L’inflation est la perte du pouvoir d’achat de la monnaie. Mais il y d’autres “inflations”, d’autres perte de pouvoir, celles des mots. Le mot “très”, par exemple, est devenu insuffisant. Il est faible, “hyper” faible, “ultra “faible et peut-être, même, “hypra” faible. On pourrait dire, aussi, il est “trop” faible ; mais “trop” , qui traduisait, jadis, un excès, devient gentiment positif : “il est trop beau, trop mignon, trop gentil !” Mais “Il est trop con !” n’est pas devenu, pour autant, un compliment…quand on est “con”, on est “con” … Seulement “Il est hyper con ! “ ça a quand même un autre allure !
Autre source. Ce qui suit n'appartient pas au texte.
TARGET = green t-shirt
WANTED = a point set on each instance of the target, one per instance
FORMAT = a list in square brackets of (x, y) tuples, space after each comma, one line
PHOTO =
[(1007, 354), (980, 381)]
Dans les médias la mode est, actuellement, aux remerciements disproportionnés. Quand l’actualité pousse un journaliste a déranger, à l’antenne, une personne à son domicile ou dans son travail pour un témoignage, il est normal qu’il le quitte par un aimable remerciement. Vive la politesse ! Mais quand il invite, à l’antenne, un politique ou un syndicaliste, un artiste ou un auteur, tous demandeurs, voire quémandeurs, terminer par “Merci infiniment !”, c’est peut-être un peu trop, non ? Pire, ce “Merci infiniment” s’adresse aussi souvent au collègue journaliste correspondant qui n’a rien fait d’autre que son travail. Imaginez à la boulangerie, la serveuse disant au mitron qui vient d’approvisionner les rayons en baguettes toutes chaudes :“Merci infiniment !”… Le serveur, au restaurant, qui vient de recevoir, en cuisine, le plat du cuistot : “Merci infiniment !”… Le flic en chef de l’Évêché qui reçoit le rapport des nouvelles plaintes pour viol …. Non, là j’exagère : lui, il s’en fout trop infiniment !
C’est fini. Merci beaucoup de votre attention.